Ryan continued, "Looking to fiscal year 2023, we believe we are well-positioned to continue to outpace the growing luxury wine segment. While we are mindful of macro uncertainties, we believe that our core customer will continue to be resilient. Furthermore, we remain optimistic about our long-term prospects and our ability to execute against a considerable distribution whitespace opportunity. Our exemplary product offering, differentiated go-to-market strategy, prudent growth investments and strong relationships within the trade give us confidence that we will deliver sustainable, profitable growth that seeks to maximize stakeholder value over the long-term."
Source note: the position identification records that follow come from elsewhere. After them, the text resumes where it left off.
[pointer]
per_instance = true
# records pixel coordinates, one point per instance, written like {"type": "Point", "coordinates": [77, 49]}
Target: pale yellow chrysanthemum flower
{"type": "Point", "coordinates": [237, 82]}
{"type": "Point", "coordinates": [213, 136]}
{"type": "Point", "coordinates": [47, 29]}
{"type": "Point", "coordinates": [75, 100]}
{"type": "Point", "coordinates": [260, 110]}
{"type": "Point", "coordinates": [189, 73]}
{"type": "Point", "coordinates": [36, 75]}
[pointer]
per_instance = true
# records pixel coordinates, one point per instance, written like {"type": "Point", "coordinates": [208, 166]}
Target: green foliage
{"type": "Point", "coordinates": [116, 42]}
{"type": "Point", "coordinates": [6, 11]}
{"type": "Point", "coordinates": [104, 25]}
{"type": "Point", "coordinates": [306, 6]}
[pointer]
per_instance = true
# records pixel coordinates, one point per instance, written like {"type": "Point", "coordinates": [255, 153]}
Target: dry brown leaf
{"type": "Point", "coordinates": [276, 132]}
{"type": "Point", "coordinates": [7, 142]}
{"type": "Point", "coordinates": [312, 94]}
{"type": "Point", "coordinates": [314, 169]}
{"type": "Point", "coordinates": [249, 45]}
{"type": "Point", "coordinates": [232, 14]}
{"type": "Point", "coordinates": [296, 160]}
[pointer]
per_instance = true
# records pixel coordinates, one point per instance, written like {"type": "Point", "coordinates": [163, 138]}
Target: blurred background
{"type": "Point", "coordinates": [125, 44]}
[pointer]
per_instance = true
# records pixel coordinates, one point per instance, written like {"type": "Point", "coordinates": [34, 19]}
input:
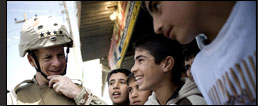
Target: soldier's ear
{"type": "Point", "coordinates": [31, 60]}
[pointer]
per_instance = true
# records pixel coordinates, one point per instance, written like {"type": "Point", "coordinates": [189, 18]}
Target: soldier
{"type": "Point", "coordinates": [44, 39]}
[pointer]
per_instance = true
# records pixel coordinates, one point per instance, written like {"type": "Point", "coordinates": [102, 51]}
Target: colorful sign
{"type": "Point", "coordinates": [122, 32]}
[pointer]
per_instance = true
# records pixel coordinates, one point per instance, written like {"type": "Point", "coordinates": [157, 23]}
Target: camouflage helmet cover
{"type": "Point", "coordinates": [41, 32]}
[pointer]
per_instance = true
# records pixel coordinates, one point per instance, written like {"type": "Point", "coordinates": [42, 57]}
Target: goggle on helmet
{"type": "Point", "coordinates": [41, 32]}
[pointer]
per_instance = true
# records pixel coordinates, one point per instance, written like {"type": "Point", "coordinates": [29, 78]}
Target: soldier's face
{"type": "Point", "coordinates": [118, 88]}
{"type": "Point", "coordinates": [51, 60]}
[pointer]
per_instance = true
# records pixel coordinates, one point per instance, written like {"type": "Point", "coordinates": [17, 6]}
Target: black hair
{"type": "Point", "coordinates": [160, 48]}
{"type": "Point", "coordinates": [124, 71]}
{"type": "Point", "coordinates": [130, 77]}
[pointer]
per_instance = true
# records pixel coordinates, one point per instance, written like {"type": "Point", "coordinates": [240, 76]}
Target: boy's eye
{"type": "Point", "coordinates": [154, 6]}
{"type": "Point", "coordinates": [111, 83]}
{"type": "Point", "coordinates": [130, 89]}
{"type": "Point", "coordinates": [47, 57]}
{"type": "Point", "coordinates": [122, 82]}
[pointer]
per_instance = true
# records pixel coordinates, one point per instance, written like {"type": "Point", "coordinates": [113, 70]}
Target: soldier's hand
{"type": "Point", "coordinates": [63, 85]}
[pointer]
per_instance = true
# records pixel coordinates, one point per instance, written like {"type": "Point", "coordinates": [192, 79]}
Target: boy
{"type": "Point", "coordinates": [224, 69]}
{"type": "Point", "coordinates": [136, 96]}
{"type": "Point", "coordinates": [117, 86]}
{"type": "Point", "coordinates": [159, 63]}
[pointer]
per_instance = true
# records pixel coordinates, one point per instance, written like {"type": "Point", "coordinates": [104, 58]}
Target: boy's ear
{"type": "Point", "coordinates": [31, 60]}
{"type": "Point", "coordinates": [168, 63]}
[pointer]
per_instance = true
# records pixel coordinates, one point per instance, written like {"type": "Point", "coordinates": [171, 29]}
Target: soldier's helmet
{"type": "Point", "coordinates": [43, 31]}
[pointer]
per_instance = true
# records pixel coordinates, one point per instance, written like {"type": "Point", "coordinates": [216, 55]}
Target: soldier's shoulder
{"type": "Point", "coordinates": [23, 85]}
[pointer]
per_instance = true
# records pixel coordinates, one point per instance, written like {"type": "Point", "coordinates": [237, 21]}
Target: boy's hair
{"type": "Point", "coordinates": [124, 71]}
{"type": "Point", "coordinates": [160, 47]}
{"type": "Point", "coordinates": [190, 50]}
{"type": "Point", "coordinates": [130, 77]}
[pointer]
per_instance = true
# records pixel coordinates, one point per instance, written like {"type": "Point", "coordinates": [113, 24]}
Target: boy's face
{"type": "Point", "coordinates": [136, 96]}
{"type": "Point", "coordinates": [146, 72]}
{"type": "Point", "coordinates": [174, 19]}
{"type": "Point", "coordinates": [118, 88]}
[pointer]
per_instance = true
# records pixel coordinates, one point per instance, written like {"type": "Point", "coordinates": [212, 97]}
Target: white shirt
{"type": "Point", "coordinates": [214, 68]}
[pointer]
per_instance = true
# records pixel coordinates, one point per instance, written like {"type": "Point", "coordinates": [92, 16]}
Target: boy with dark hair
{"type": "Point", "coordinates": [224, 69]}
{"type": "Point", "coordinates": [136, 96]}
{"type": "Point", "coordinates": [117, 86]}
{"type": "Point", "coordinates": [190, 51]}
{"type": "Point", "coordinates": [159, 63]}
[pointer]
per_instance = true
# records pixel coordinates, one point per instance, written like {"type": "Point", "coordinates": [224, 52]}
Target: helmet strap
{"type": "Point", "coordinates": [66, 58]}
{"type": "Point", "coordinates": [38, 66]}
{"type": "Point", "coordinates": [37, 63]}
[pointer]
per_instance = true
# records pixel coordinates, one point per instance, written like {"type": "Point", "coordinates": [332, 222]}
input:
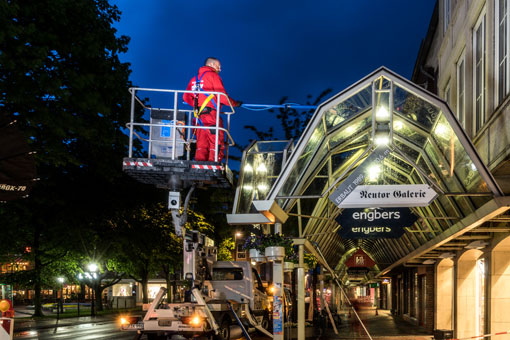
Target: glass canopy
{"type": "Point", "coordinates": [427, 144]}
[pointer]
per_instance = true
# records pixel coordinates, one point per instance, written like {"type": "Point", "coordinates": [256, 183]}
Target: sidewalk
{"type": "Point", "coordinates": [382, 326]}
{"type": "Point", "coordinates": [25, 324]}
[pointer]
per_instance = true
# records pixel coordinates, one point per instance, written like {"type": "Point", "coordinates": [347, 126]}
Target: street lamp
{"type": "Point", "coordinates": [93, 269]}
{"type": "Point", "coordinates": [236, 235]}
{"type": "Point", "coordinates": [61, 303]}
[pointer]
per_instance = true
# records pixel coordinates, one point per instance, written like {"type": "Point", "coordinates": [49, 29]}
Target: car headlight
{"type": "Point", "coordinates": [128, 320]}
{"type": "Point", "coordinates": [194, 320]}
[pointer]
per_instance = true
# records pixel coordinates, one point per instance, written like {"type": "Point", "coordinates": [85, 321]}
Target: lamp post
{"type": "Point", "coordinates": [236, 235]}
{"type": "Point", "coordinates": [61, 301]}
{"type": "Point", "coordinates": [93, 269]}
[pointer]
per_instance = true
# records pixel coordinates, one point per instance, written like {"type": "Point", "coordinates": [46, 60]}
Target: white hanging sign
{"type": "Point", "coordinates": [384, 196]}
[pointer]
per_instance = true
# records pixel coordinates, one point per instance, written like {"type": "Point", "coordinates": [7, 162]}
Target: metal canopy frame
{"type": "Point", "coordinates": [431, 148]}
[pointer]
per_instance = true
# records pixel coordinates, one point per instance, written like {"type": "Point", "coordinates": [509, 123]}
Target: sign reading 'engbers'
{"type": "Point", "coordinates": [374, 223]}
{"type": "Point", "coordinates": [395, 217]}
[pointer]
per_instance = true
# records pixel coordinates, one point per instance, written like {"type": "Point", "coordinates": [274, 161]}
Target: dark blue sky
{"type": "Point", "coordinates": [271, 49]}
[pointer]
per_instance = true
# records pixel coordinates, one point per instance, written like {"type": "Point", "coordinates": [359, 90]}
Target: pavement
{"type": "Point", "coordinates": [23, 320]}
{"type": "Point", "coordinates": [25, 324]}
{"type": "Point", "coordinates": [382, 326]}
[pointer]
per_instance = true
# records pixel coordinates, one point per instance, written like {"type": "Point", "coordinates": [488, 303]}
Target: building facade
{"type": "Point", "coordinates": [464, 59]}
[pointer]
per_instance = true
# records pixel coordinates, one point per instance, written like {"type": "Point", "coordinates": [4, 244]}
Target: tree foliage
{"type": "Point", "coordinates": [225, 249]}
{"type": "Point", "coordinates": [293, 122]}
{"type": "Point", "coordinates": [62, 80]}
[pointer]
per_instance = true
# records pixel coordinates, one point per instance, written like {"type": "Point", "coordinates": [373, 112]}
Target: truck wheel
{"type": "Point", "coordinates": [224, 331]}
{"type": "Point", "coordinates": [266, 324]}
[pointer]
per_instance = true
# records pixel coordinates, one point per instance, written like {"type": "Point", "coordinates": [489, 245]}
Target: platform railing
{"type": "Point", "coordinates": [189, 129]}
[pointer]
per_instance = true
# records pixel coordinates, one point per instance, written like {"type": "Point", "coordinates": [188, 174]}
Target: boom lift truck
{"type": "Point", "coordinates": [222, 292]}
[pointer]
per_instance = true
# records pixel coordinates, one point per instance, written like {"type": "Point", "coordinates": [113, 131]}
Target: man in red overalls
{"type": "Point", "coordinates": [208, 80]}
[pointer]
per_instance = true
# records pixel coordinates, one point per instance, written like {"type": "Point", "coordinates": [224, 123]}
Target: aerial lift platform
{"type": "Point", "coordinates": [162, 131]}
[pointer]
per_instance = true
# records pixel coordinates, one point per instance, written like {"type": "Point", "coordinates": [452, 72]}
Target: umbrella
{"type": "Point", "coordinates": [17, 166]}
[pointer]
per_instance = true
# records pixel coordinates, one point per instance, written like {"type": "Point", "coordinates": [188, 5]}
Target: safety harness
{"type": "Point", "coordinates": [197, 111]}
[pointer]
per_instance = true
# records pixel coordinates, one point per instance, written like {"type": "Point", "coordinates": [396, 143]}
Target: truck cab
{"type": "Point", "coordinates": [239, 281]}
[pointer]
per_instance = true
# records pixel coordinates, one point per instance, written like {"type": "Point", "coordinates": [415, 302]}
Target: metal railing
{"type": "Point", "coordinates": [180, 134]}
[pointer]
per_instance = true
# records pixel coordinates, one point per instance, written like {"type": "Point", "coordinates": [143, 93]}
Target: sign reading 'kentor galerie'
{"type": "Point", "coordinates": [407, 195]}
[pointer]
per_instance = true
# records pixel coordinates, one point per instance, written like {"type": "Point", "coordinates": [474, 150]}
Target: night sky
{"type": "Point", "coordinates": [271, 49]}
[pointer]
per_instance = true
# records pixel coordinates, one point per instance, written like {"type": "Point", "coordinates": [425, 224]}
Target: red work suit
{"type": "Point", "coordinates": [210, 81]}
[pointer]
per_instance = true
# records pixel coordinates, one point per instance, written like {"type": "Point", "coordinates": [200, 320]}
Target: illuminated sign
{"type": "Point", "coordinates": [409, 195]}
{"type": "Point", "coordinates": [378, 217]}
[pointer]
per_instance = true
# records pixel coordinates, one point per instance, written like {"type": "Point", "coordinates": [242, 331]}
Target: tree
{"type": "Point", "coordinates": [292, 121]}
{"type": "Point", "coordinates": [148, 243]}
{"type": "Point", "coordinates": [225, 249]}
{"type": "Point", "coordinates": [62, 80]}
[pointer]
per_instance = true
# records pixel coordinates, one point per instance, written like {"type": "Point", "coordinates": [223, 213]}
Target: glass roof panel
{"type": "Point", "coordinates": [424, 150]}
{"type": "Point", "coordinates": [414, 108]}
{"type": "Point", "coordinates": [349, 108]}
{"type": "Point", "coordinates": [303, 160]}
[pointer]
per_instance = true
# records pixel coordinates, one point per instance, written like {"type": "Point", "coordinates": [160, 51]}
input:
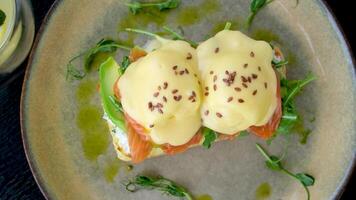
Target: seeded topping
{"type": "Point", "coordinates": [206, 112]}
{"type": "Point", "coordinates": [237, 89]}
{"type": "Point", "coordinates": [189, 56]}
{"type": "Point", "coordinates": [186, 71]}
{"type": "Point", "coordinates": [177, 98]}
The increase in net sales was driven by 7.1% volume growth which lapped a robust 40.4% growth rate in the prior year period, supported by positive price/mix contribution of 2.9%, the company said.
"The positive price/mix contribution was primarily attributable to DTC channel sales out-performance relative to wholesale channel growth, augmented by favorable brand mix movements evident in the strong net sales performance for both our wholesale California direct to trade channel and our wholesale to distributor channel versus the prior year period. We now refer to our sales directly to retail accounts in California, a point of distinction among large California wine producers, as the "Direct to Trade Channel". On a like-for-like basis, pricing changes were immaterial to our sales performance," it added.